Phase-manipulated hierarchically core-shell Na3(VO1-xPO4)2F1+2x (0≤x≤1)@Na3V2(PO4)3 and its synergistic effect with conformally wrapped reduced graphene oxide framework towards high-performance cathode for sodium-ion batteries

Sodium-ion batteries (SIBs) are regarded as promising candidates for large-scale stationary energy storage systems because of the high abundance of Na resources. Na superionic conductor polyanionic cathode (NASICON), such as Na 3 (VO 1-x PO 4 ) 2 F 1+2x (0 ≤ x ≤ 1, NVPF 1+2x ) and Na 3 V 2 (PO 4 ) 3 (NVP), shows intriguing electrochemical performances due to their robust open structure and superior cycle stability. Inspired by phase manipulation and conductive reduced graphene oxide (rGO) incorporation, a hierarchical NVPF 1+2x @NVP core-shell structure is elaborately synthesized and conformally wrapped by rGO via a facial microwave-assisted hydrothermal approach. F-free surface of NVPF 1+2x @NVP particle possesses intimate contact with rGO framework without strong mutual repulsive force while conductive rGO endows NVPF 1+2x @NVP with high electronic conductivity to ensure fast electron transport . Combining the synergistic effect between delicate design of core-shell structure and conductive rGO framework, the NVPF 1+2x @NVP/rGO-600 °C electrode achieves a high discharge capacity of 105.9 mAh g −1 at 0.5 C with an impressive capacity retention of 99.1% after 200 cycles, delivering an excellent rate capability of 90.6 mAh g −1 at 10 C. Moreover, the NVPF 1+2x @NVP/rGO-600 °C electrode possesses an alleviated polarization, small impedance and fast electron/Na  +   diffusion properties due to this synergistic effect.
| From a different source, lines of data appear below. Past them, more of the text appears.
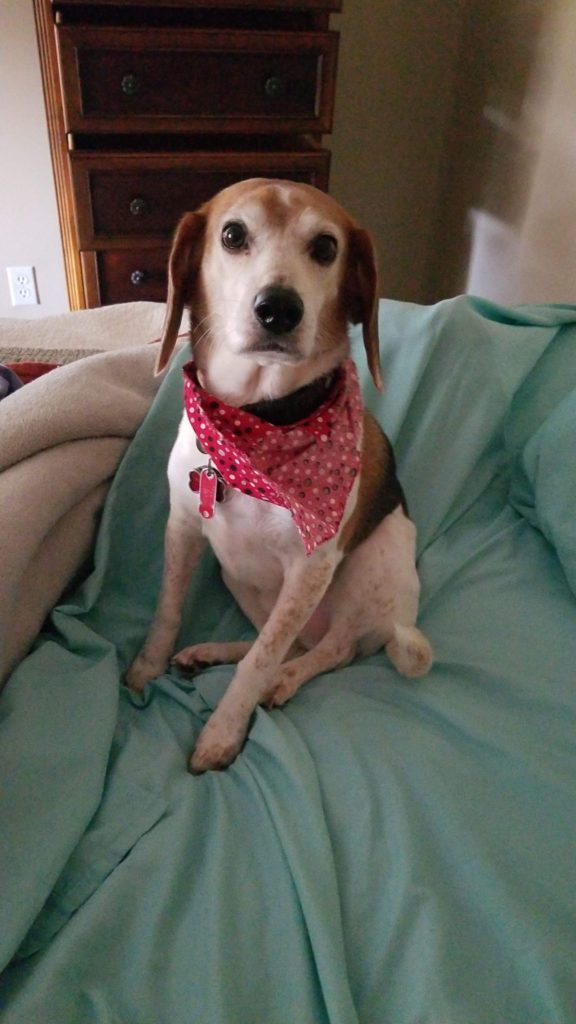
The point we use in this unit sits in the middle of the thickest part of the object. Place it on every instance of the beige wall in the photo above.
(454, 140)
(29, 226)
(394, 103)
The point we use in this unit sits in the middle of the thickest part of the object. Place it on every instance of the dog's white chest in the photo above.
(252, 540)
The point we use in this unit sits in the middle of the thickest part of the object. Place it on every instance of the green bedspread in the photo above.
(382, 851)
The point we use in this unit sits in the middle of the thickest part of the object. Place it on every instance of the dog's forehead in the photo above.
(278, 205)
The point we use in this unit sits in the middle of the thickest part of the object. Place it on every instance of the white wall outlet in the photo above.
(23, 286)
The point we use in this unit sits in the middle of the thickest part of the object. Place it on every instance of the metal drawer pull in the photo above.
(274, 86)
(137, 206)
(130, 85)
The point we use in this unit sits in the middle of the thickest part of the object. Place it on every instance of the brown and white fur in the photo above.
(356, 593)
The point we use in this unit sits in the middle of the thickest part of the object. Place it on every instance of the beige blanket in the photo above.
(60, 440)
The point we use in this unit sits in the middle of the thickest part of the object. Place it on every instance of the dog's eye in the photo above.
(234, 235)
(324, 249)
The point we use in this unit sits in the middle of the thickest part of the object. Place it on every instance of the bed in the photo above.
(382, 851)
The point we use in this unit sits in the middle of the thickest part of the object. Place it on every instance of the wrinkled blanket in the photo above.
(60, 440)
(381, 852)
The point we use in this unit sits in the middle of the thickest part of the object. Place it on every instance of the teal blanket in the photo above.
(382, 851)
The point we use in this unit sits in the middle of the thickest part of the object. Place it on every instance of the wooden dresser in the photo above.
(153, 107)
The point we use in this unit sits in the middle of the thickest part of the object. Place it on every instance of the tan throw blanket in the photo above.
(60, 440)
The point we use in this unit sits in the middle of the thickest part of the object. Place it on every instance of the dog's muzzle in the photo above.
(278, 309)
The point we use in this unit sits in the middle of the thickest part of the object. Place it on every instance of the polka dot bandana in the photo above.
(307, 467)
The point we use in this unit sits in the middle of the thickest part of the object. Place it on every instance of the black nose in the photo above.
(279, 309)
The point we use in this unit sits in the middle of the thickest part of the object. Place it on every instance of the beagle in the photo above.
(277, 465)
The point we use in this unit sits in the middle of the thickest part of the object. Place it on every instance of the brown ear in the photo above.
(362, 296)
(183, 265)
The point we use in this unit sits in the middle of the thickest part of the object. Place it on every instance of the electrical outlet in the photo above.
(23, 286)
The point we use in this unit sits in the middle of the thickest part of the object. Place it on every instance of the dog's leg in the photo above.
(334, 651)
(303, 587)
(202, 655)
(182, 547)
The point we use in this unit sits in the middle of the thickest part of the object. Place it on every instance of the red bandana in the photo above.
(307, 467)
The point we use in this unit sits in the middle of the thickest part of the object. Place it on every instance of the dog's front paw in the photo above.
(141, 671)
(218, 744)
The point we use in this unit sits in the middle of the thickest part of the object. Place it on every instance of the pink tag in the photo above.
(207, 485)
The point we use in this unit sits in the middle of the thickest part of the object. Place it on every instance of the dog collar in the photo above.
(307, 467)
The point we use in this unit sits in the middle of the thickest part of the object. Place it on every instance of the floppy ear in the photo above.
(183, 265)
(361, 289)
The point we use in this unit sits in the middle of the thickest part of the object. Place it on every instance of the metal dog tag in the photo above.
(208, 485)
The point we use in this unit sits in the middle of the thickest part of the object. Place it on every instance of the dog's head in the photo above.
(273, 270)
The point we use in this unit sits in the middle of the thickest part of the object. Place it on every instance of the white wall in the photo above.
(29, 224)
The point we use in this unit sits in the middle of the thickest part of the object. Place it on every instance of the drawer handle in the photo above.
(130, 85)
(137, 206)
(274, 86)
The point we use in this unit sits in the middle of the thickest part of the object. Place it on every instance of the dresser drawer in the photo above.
(133, 195)
(125, 80)
(125, 275)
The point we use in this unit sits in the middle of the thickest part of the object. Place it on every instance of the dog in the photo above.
(277, 465)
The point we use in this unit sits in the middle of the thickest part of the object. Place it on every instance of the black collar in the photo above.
(297, 406)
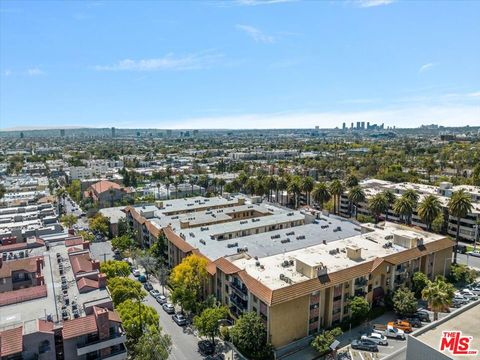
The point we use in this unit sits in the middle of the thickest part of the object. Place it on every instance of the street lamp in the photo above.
(445, 265)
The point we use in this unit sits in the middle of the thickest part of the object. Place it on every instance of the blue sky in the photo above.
(238, 64)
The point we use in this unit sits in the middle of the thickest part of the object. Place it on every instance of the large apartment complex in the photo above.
(296, 269)
(54, 304)
(372, 187)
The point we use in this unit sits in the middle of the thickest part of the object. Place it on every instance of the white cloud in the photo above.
(373, 3)
(34, 72)
(168, 62)
(455, 115)
(256, 34)
(425, 67)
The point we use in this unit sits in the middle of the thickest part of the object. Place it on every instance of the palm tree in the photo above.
(281, 186)
(336, 189)
(428, 210)
(377, 205)
(404, 208)
(438, 294)
(294, 187)
(459, 205)
(390, 196)
(356, 196)
(320, 194)
(307, 186)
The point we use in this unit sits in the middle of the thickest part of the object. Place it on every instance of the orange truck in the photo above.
(402, 325)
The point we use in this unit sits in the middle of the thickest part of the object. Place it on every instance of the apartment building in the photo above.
(372, 187)
(57, 307)
(297, 270)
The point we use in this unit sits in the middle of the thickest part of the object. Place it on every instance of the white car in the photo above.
(468, 294)
(377, 338)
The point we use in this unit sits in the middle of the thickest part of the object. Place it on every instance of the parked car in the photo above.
(161, 299)
(366, 345)
(147, 286)
(154, 292)
(206, 347)
(169, 308)
(180, 319)
(402, 325)
(377, 338)
(415, 322)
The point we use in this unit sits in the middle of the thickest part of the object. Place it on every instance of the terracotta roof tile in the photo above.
(11, 341)
(176, 240)
(80, 326)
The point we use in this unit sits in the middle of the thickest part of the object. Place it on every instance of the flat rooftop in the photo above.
(466, 322)
(371, 245)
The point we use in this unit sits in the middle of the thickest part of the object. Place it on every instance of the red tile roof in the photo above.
(16, 296)
(27, 264)
(11, 341)
(78, 327)
(105, 185)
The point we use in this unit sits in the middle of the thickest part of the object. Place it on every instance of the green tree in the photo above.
(136, 317)
(419, 281)
(249, 335)
(114, 268)
(377, 205)
(429, 209)
(123, 288)
(323, 341)
(356, 195)
(438, 294)
(187, 280)
(404, 301)
(404, 208)
(336, 189)
(359, 307)
(99, 223)
(123, 243)
(68, 220)
(320, 194)
(208, 322)
(153, 345)
(459, 205)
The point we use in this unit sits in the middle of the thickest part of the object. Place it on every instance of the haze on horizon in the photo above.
(238, 64)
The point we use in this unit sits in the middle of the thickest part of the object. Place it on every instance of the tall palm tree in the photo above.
(294, 188)
(403, 207)
(439, 295)
(336, 189)
(428, 210)
(377, 205)
(281, 186)
(307, 186)
(320, 194)
(356, 195)
(459, 205)
(390, 196)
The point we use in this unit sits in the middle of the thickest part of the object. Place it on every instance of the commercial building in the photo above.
(296, 269)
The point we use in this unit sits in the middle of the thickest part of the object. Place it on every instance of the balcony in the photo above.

The full cell using NVPF 1+2x @NVP/rGO-600 °C cathode and hard carbon (HC) anode shows an initial discharge capacity of 80.0 mAh g −1 at 0.2 C and rate capability of 45.2 mAh g −1 at 10 C, which could light an LED lamp and manifest its prospective application. Our findings provide new insights into a broadly applicable material design combining morphological phase manipulation with conductive rGO framework incorporation, which synergistically boosts the electrochemical performance of NASICON cathode towards advanced SIBs with a higher energy density , faster charging rate and more practical applications.